The patent reform bill introduced in the Senate in 2009 included numerous provisions that would have addressed patent litigation issues such as: forum shopping in patent cases, revisions to the standard for willful infringement, and revisions to the damages provision to prevent runaway jury verdicts. During the subsequent years of legislative debate, the Federal Circuit addressed many of these issues. As a result, the bill passed by the Senate yesterday is a far leaner version of patent reform than what was introduced in 2009.

Below is a summary of what remains in S. 23 as compared to what was originally introduced in 2009.

What’s In

  • “First to file,” not “first to invent”
  • Postgrant opposition system
  • Greater power for patent office to set its own funding

What’s Out

  • Significant damages reform
  • Revisions to venue statute
  • Revisions to the willfulness standard  


Without question, one of the most controversial provisions of S. 23 is the transition of the United States patent system from a “first to invent” system to a “first to file system.” This means that, in order to gain patent protection for his or her invention, an inventor must be the first person to actually file a patent application on the invention. Under current law an inventor may challenge a patent application through the interference process by arguing that he or she can document an invention date prior to the applicant’s filing date. Changing the law to “first to file” would harmonize the U.S. patent system with that of every other major jurisdiction around the world.

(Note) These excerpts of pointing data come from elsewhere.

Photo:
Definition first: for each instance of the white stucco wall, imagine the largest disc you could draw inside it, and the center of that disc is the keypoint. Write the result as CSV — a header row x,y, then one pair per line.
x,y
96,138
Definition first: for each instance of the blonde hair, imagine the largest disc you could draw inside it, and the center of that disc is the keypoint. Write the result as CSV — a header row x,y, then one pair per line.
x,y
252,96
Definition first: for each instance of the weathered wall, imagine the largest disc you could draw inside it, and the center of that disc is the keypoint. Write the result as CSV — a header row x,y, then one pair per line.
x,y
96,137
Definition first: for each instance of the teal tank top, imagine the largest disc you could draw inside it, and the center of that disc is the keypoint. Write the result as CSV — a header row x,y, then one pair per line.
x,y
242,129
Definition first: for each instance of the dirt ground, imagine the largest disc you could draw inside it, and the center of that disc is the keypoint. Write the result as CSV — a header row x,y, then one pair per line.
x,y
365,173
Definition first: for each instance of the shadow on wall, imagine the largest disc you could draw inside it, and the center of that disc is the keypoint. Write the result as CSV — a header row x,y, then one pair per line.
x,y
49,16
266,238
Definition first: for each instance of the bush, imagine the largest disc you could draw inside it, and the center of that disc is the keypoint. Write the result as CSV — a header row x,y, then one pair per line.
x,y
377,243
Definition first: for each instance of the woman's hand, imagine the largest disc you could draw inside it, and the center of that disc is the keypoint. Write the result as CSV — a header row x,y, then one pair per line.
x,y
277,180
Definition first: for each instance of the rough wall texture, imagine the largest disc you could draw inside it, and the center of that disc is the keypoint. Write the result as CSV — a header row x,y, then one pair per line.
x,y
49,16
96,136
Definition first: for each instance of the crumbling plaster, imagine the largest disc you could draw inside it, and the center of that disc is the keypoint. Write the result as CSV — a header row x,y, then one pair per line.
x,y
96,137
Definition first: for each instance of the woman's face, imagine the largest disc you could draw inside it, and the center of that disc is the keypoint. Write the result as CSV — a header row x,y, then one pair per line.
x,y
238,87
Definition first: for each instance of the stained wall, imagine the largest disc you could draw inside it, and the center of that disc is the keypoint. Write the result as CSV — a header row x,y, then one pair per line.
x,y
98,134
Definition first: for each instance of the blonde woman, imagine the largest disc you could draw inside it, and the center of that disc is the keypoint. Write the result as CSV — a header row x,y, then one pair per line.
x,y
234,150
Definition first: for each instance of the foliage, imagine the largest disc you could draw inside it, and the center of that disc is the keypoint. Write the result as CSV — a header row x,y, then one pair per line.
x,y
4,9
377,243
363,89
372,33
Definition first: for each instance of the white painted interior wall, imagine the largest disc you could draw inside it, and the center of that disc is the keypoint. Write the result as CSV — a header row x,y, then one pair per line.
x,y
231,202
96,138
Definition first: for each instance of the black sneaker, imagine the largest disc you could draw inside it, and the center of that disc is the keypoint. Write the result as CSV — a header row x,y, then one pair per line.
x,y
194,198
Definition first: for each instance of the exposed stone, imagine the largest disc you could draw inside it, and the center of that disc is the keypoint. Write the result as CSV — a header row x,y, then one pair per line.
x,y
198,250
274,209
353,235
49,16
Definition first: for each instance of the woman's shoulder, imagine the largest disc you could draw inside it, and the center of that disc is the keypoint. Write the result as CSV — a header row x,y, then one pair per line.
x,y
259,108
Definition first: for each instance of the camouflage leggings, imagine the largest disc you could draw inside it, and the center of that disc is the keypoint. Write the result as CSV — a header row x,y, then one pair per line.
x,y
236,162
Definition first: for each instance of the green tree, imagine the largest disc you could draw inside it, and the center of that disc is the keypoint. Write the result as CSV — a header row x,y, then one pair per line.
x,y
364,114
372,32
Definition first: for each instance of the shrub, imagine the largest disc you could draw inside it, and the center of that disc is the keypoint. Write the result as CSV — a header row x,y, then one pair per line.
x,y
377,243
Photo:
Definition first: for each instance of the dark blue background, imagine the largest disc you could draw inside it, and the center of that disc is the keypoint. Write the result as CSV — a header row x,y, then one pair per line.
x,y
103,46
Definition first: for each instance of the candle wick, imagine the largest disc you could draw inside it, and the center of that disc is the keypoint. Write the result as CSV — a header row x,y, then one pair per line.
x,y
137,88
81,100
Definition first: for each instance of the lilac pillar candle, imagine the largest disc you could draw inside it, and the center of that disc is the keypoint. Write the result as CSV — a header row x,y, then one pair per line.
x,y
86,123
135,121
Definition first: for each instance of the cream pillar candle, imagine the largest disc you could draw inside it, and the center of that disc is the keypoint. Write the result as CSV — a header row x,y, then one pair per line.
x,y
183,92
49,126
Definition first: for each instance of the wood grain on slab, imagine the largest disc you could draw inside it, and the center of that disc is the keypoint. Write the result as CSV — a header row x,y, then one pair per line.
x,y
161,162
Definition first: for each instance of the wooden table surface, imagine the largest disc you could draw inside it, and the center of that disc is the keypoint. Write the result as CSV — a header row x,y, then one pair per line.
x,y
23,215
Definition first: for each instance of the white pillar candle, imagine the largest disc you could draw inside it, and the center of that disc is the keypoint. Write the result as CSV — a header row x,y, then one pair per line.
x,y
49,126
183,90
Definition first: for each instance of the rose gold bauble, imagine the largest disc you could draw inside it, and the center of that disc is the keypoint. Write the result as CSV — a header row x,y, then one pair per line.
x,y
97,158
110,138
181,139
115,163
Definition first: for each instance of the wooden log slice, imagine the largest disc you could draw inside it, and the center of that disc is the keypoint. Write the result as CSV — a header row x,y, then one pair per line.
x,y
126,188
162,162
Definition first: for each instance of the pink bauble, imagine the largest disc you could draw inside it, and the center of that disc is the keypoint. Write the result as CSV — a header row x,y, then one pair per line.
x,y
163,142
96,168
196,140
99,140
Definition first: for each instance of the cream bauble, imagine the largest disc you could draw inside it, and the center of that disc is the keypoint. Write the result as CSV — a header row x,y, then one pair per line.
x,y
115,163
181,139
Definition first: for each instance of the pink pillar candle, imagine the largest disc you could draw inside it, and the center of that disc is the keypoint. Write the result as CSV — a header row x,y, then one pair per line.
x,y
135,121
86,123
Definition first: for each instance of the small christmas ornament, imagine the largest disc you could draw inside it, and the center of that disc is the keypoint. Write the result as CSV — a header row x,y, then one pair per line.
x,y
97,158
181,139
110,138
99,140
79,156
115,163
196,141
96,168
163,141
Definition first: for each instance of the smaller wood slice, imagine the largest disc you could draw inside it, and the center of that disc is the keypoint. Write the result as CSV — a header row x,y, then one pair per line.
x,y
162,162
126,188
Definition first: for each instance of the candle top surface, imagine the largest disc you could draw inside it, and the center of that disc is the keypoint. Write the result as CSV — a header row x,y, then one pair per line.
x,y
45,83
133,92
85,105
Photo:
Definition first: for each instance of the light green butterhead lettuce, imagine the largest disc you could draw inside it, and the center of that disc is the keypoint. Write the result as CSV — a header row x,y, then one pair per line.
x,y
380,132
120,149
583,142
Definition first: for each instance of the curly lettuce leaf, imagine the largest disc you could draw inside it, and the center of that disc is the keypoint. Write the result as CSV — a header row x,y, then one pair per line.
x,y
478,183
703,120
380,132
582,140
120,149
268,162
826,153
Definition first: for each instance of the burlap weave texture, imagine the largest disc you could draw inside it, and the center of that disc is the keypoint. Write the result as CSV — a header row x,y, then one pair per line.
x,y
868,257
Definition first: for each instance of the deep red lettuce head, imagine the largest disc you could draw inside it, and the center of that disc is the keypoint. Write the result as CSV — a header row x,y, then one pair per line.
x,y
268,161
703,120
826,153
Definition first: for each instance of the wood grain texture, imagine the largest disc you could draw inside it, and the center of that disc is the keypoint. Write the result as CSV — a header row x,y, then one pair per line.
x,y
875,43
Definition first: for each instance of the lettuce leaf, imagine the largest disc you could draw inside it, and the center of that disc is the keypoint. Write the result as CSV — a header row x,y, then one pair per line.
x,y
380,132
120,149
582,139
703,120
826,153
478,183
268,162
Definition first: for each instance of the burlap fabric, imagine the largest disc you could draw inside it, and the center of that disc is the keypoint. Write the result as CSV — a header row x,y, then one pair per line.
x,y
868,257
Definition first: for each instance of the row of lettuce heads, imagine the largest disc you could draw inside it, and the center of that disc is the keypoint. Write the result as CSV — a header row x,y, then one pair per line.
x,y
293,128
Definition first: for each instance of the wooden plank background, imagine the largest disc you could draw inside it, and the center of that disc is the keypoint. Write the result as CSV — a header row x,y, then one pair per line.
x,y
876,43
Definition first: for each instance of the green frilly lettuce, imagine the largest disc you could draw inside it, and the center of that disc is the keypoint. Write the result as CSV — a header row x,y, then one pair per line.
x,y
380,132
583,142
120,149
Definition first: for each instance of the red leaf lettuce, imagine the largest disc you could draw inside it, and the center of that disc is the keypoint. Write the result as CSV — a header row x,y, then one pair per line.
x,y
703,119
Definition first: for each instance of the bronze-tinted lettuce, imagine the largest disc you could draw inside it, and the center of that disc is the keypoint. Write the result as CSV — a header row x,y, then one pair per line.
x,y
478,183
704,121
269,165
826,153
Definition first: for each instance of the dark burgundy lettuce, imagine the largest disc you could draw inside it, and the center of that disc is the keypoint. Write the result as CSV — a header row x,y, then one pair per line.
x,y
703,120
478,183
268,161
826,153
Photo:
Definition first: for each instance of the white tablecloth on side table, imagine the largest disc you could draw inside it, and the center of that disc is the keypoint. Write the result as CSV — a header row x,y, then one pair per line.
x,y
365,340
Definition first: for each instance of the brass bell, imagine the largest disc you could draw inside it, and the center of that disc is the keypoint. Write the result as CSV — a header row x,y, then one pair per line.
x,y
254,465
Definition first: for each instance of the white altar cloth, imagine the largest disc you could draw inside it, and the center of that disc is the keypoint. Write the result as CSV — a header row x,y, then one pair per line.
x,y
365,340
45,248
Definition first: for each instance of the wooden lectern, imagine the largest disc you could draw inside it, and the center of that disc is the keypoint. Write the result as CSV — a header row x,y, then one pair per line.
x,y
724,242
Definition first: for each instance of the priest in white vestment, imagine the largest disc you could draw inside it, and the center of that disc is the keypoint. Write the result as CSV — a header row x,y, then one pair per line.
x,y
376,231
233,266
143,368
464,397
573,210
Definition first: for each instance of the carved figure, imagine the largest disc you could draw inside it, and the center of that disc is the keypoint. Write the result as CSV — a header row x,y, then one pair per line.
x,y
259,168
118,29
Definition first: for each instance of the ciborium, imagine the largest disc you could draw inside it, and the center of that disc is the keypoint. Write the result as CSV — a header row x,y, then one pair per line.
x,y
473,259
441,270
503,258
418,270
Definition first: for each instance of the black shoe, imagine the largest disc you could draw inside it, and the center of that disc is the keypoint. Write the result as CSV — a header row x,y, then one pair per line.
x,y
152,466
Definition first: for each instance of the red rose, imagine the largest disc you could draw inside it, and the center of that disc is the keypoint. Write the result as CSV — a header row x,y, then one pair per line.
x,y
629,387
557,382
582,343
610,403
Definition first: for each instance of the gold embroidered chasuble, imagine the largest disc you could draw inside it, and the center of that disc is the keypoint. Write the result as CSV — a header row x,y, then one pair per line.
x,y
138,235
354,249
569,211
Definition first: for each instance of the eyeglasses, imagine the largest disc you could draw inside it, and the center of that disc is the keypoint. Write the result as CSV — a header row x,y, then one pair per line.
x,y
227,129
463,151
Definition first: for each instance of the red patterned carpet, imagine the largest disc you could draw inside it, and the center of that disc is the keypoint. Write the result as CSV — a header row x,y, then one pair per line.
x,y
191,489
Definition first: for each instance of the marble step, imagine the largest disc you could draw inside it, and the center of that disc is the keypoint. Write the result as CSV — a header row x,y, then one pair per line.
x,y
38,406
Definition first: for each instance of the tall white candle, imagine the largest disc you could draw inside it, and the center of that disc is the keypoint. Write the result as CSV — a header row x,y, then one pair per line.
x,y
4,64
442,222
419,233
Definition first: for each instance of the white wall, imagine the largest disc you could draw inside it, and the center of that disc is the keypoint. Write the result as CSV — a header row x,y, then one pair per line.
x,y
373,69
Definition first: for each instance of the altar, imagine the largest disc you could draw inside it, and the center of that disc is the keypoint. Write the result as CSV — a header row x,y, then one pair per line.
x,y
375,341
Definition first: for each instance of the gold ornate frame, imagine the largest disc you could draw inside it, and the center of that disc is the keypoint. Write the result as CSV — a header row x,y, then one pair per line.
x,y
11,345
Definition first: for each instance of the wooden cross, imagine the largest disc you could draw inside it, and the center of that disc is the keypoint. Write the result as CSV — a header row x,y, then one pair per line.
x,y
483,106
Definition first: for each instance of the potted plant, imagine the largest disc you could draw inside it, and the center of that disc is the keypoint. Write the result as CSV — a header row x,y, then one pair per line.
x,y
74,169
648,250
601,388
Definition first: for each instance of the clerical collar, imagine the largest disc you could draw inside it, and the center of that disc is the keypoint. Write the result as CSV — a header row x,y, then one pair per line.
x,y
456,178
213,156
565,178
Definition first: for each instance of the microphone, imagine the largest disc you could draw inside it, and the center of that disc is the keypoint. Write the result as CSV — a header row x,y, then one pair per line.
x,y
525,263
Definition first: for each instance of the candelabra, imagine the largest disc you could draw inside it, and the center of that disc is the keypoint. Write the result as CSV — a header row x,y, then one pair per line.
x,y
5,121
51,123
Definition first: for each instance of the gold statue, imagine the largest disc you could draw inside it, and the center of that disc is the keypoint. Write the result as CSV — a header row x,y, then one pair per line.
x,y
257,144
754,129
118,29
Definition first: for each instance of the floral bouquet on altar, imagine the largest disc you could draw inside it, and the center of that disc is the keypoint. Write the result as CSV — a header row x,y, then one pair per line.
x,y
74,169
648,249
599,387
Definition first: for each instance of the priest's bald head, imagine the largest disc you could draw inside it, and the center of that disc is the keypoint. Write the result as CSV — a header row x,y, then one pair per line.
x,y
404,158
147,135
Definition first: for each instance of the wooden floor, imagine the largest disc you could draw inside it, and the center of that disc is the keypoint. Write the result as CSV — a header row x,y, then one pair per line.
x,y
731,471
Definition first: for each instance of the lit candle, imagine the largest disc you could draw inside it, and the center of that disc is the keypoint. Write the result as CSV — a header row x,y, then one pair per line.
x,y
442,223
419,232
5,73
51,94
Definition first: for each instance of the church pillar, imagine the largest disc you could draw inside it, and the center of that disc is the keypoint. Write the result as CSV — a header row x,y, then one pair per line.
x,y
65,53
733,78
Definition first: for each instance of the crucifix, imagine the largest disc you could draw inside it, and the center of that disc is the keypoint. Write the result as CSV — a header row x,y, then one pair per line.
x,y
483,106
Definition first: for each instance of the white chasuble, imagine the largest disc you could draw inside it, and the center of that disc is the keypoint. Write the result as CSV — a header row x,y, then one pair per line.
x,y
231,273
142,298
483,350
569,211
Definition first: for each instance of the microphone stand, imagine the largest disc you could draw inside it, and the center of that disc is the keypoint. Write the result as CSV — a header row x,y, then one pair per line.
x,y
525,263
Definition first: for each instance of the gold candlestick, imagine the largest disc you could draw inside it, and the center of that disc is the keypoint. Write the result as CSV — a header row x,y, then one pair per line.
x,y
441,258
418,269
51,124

Critics of the “first to file” system say that it disadvantages independent inventors, who frequently lack the resources to support early patent filings for their inventions. During the Senate’s debate on S.23, Senator Feinstein (D-CA) introduced an amendment to strip the transition to a first-to-file system from S.23. That amendment was tabled by a vote of 87 to 13. It is almost a certainty that this issue will be hotly debated in the House’s consideration of patent reform.


The postgrant review process proposed in S. 23 provides a nine-month window following the issuance of a patent where a third party can challenge the patent on a broader range of issues than is currently available to reexamination petitioners.

Under the new post-grant review process, any person can petition the U.S. Patent and Trademark Office (PTO) to cancel one or more claims as unpatentable within the first nine months after the patent has issued. In determining whether or not to accept the post-grant review, the PTO would proceed upon a showing that “it is more likely than not that at least 1 of the claims challenged in the petition is unpatentable.” Alternatively, the petitioner may persuade the PTO to accept the petition if the “petition raises a novel or unsettled legal question that is important to other patents or patent applications.”


The Senate’s bill also included a provision that would empower the PTO to set its own funding and to end fee diversion. This additional power would likely result in fee hikes by the PTO, but would also result in greater resources to help the speed and quality of the examining process. The current backlog of patent applications has been estimated at more than 700,000, and insufficient funding is frequently identified as a causative factor for the backlog.


Patent reform now heads to the House of Representatives. Over the past several years, the House has appeared to be waiting to see what the Senate does before moving forward with debate on its own bill. Now, the House must choose whether to adopt and debate S. 23, or to propose a separate bill. It is not yet clear which path the House will choose. In either event, if the House approves a bill that is different from the version of S.23 that was passed yesterday, the two bills will need to be reconciled before patent reform can be presented to President Obama to be signed into law.